Fez menção de tirar os cueiros que lhe tapavam as vergonhas, para que nada do seu corpo ficasse por vistoriar, mas não lho permitiu o respeito que os presentes tinham à sua qualidade real. De dor e compaixão, alguns não continham algum soluço abafado. Não nos tenhais, meu senhor, disse dom João Castro com a voz embargada, por tão desconfiados. Nós estamos crentes da verdade.

Cristo, respondeu el-rei, para inteirar a um só homem, descobriu-se e levou-o a meter a mão no lado chagado do seu peito.
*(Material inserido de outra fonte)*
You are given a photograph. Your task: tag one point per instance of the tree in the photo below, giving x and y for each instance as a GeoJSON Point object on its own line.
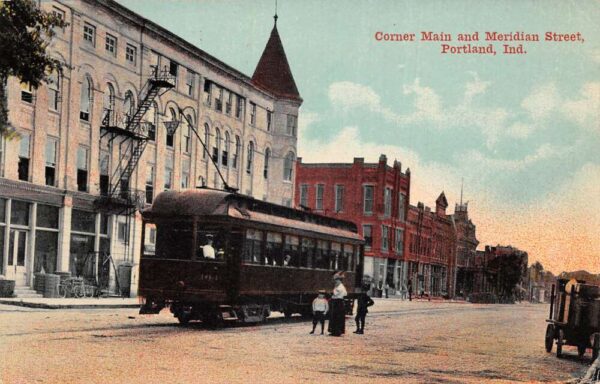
{"type": "Point", "coordinates": [25, 33]}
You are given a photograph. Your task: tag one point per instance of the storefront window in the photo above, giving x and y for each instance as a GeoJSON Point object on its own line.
{"type": "Point", "coordinates": [46, 251]}
{"type": "Point", "coordinates": [83, 221]}
{"type": "Point", "coordinates": [19, 213]}
{"type": "Point", "coordinates": [47, 216]}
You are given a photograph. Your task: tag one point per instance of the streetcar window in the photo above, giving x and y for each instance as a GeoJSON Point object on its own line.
{"type": "Point", "coordinates": [252, 250]}
{"type": "Point", "coordinates": [174, 241]}
{"type": "Point", "coordinates": [322, 255]}
{"type": "Point", "coordinates": [308, 251]}
{"type": "Point", "coordinates": [347, 259]}
{"type": "Point", "coordinates": [291, 251]}
{"type": "Point", "coordinates": [274, 254]}
{"type": "Point", "coordinates": [210, 244]}
{"type": "Point", "coordinates": [334, 256]}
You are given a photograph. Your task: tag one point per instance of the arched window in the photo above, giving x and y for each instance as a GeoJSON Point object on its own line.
{"type": "Point", "coordinates": [267, 158]}
{"type": "Point", "coordinates": [288, 166]}
{"type": "Point", "coordinates": [86, 99]}
{"type": "Point", "coordinates": [109, 105]}
{"type": "Point", "coordinates": [54, 90]}
{"type": "Point", "coordinates": [236, 154]}
{"type": "Point", "coordinates": [250, 157]}
{"type": "Point", "coordinates": [217, 146]}
{"type": "Point", "coordinates": [206, 137]}
{"type": "Point", "coordinates": [128, 105]}
{"type": "Point", "coordinates": [225, 152]}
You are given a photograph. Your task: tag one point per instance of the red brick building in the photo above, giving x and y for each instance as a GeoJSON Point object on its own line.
{"type": "Point", "coordinates": [431, 255]}
{"type": "Point", "coordinates": [375, 196]}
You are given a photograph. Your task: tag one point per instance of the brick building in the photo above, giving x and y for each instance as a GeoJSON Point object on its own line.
{"type": "Point", "coordinates": [374, 196]}
{"type": "Point", "coordinates": [117, 127]}
{"type": "Point", "coordinates": [431, 255]}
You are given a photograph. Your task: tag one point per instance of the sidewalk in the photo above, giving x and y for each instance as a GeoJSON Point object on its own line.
{"type": "Point", "coordinates": [84, 303]}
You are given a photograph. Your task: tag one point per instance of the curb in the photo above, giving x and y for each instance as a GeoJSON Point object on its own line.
{"type": "Point", "coordinates": [66, 306]}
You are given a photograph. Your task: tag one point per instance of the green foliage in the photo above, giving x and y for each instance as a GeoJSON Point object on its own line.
{"type": "Point", "coordinates": [25, 33]}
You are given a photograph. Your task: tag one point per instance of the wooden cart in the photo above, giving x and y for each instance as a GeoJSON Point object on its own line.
{"type": "Point", "coordinates": [574, 317]}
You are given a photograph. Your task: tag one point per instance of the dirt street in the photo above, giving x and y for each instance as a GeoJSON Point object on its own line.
{"type": "Point", "coordinates": [425, 342]}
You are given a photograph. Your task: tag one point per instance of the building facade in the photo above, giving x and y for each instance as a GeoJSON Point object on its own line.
{"type": "Point", "coordinates": [76, 157]}
{"type": "Point", "coordinates": [375, 197]}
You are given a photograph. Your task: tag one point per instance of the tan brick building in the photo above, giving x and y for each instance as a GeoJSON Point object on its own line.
{"type": "Point", "coordinates": [60, 178]}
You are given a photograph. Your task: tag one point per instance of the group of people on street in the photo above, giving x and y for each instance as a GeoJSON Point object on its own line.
{"type": "Point", "coordinates": [337, 311]}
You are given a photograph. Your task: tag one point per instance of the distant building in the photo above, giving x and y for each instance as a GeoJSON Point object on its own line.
{"type": "Point", "coordinates": [375, 196]}
{"type": "Point", "coordinates": [70, 184]}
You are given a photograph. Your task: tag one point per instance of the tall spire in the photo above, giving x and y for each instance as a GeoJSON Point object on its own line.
{"type": "Point", "coordinates": [273, 73]}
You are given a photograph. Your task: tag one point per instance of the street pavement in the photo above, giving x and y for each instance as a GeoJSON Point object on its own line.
{"type": "Point", "coordinates": [414, 342]}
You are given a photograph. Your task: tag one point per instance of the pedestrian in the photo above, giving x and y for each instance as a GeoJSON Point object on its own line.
{"type": "Point", "coordinates": [363, 302]}
{"type": "Point", "coordinates": [337, 320]}
{"type": "Point", "coordinates": [320, 309]}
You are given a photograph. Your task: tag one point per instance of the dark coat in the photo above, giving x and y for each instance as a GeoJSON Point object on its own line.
{"type": "Point", "coordinates": [363, 302]}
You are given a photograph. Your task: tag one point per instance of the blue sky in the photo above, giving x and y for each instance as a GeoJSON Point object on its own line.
{"type": "Point", "coordinates": [522, 130]}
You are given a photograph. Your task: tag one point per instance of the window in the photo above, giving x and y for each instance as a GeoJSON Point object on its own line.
{"type": "Point", "coordinates": [185, 173]}
{"type": "Point", "coordinates": [250, 157]}
{"type": "Point", "coordinates": [85, 100]}
{"type": "Point", "coordinates": [225, 152]}
{"type": "Point", "coordinates": [130, 54]}
{"type": "Point", "coordinates": [267, 158]}
{"type": "Point", "coordinates": [368, 235]}
{"type": "Point", "coordinates": [89, 34]}
{"type": "Point", "coordinates": [292, 123]}
{"type": "Point", "coordinates": [219, 100]}
{"type": "Point", "coordinates": [320, 188]}
{"type": "Point", "coordinates": [399, 241]}
{"type": "Point", "coordinates": [384, 238]}
{"type": "Point", "coordinates": [304, 195]}
{"type": "Point", "coordinates": [168, 172]}
{"type": "Point", "coordinates": [189, 82]}
{"type": "Point", "coordinates": [53, 91]}
{"type": "Point", "coordinates": [269, 120]}
{"type": "Point", "coordinates": [288, 166]}
{"type": "Point", "coordinates": [82, 167]}
{"type": "Point", "coordinates": [238, 147]}
{"type": "Point", "coordinates": [368, 199]}
{"type": "Point", "coordinates": [239, 107]}
{"type": "Point", "coordinates": [229, 103]}
{"type": "Point", "coordinates": [51, 161]}
{"type": "Point", "coordinates": [149, 184]}
{"type": "Point", "coordinates": [387, 202]}
{"type": "Point", "coordinates": [401, 206]}
{"type": "Point", "coordinates": [104, 167]}
{"type": "Point", "coordinates": [207, 94]}
{"type": "Point", "coordinates": [206, 137]}
{"type": "Point", "coordinates": [252, 114]}
{"type": "Point", "coordinates": [171, 135]}
{"type": "Point", "coordinates": [26, 93]}
{"type": "Point", "coordinates": [339, 198]}
{"type": "Point", "coordinates": [111, 44]}
{"type": "Point", "coordinates": [24, 157]}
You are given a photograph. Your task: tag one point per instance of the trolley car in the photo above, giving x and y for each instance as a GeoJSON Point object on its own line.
{"type": "Point", "coordinates": [574, 317]}
{"type": "Point", "coordinates": [222, 256]}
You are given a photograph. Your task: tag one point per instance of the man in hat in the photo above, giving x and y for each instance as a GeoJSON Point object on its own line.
{"type": "Point", "coordinates": [207, 250]}
{"type": "Point", "coordinates": [337, 322]}
{"type": "Point", "coordinates": [320, 309]}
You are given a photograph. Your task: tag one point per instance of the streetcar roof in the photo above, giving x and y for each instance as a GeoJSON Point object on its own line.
{"type": "Point", "coordinates": [210, 202]}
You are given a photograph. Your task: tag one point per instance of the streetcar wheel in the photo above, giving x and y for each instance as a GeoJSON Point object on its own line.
{"type": "Point", "coordinates": [559, 343]}
{"type": "Point", "coordinates": [549, 337]}
{"type": "Point", "coordinates": [596, 346]}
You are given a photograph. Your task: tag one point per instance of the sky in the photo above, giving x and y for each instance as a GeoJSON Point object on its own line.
{"type": "Point", "coordinates": [521, 130]}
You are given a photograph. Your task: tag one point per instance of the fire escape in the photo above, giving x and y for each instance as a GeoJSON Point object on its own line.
{"type": "Point", "coordinates": [131, 136]}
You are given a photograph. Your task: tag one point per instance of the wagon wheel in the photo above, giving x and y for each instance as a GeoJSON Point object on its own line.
{"type": "Point", "coordinates": [559, 343]}
{"type": "Point", "coordinates": [596, 346]}
{"type": "Point", "coordinates": [549, 337]}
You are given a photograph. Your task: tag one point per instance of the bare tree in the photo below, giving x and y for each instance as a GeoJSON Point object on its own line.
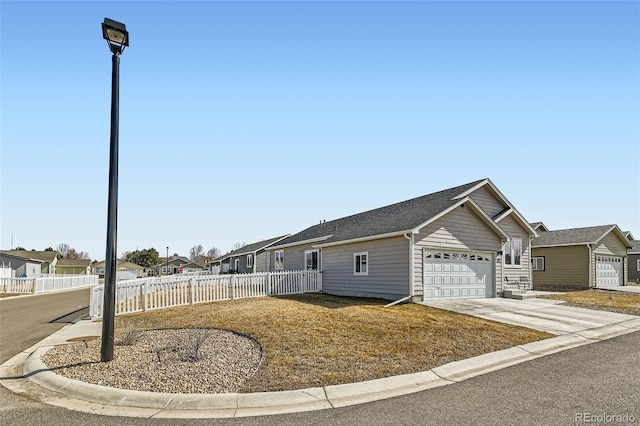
{"type": "Point", "coordinates": [195, 252]}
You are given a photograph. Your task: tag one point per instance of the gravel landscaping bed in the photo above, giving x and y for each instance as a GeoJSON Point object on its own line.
{"type": "Point", "coordinates": [164, 361]}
Então eu, um pecador, não hei-de dar satisfação de mim a tantos de vós?... e, chamando um por um, tomava-lhes das mãos e levava-os a palpar-lhe as feridas recebidas na batalha: ... aqui... isso sim... uma pelourada no bucho do braço esquerdo... não, não, não fiquei aleijado... aqui na sobrancelha direita, de um golpe de cimitarra... aí, aí, sobre a cabeça, da parte esquerda, de uma porrada com maça de armas que fez amolgadela no casco... e a mão direita maior que a esquerda... os dedos longos, unhas compridas... e o braço direito mais comprido que o esquerdo... e o corpo, dos ombros à cintura, dobrado e curto, e da cintura aos joelhos alongado... e a perna direita mais que a esquerda já sabeis... vede aí, no ombro esquerdo, junto ao fio do lombo, um sinal... pardo, com cabelos, como um vintém... e no direito, ao pé do pescoço... outro sinal, preto, como uma unha... e lentilhas nas mãos e sardas... não se enxergam bem... e as pernas encurvadas...

Tornou-se el-rei ao lume e assentou-se entre aqueles seus portugueses radiantes, de sorriso aberto. Dom João Castro ajoelhou-se-lhe em frente e descalçou-lhe o pé direito como para o beijar e, dissimuladamente, correu-lhe com a mão pelos dedos e logo achou o calo que buscava, tão grande que parecia um sexto dedo, enquanto ia falando: Para quem tantos anos já não falava português, pronunciais bem, meu senhor, embora com algum acento estranho, palavras que os estrangeiros não conseguem pronunciar.

Esforço-me por recuperar a boa fala... Mas vejo que no meu pé encontrastes o meu calo. Tendes ainda dúvida?... Oh, meu senhor! ... olhai aqui, dom João, e abria a boca quanto podia, na queixada direita... dom João espreitava: faltava a el-rei um queixal». In Fernando Campos, A Ponte dos suspiros, 1999, Difel SA, 2000, ISBN 978-972-290-806-1.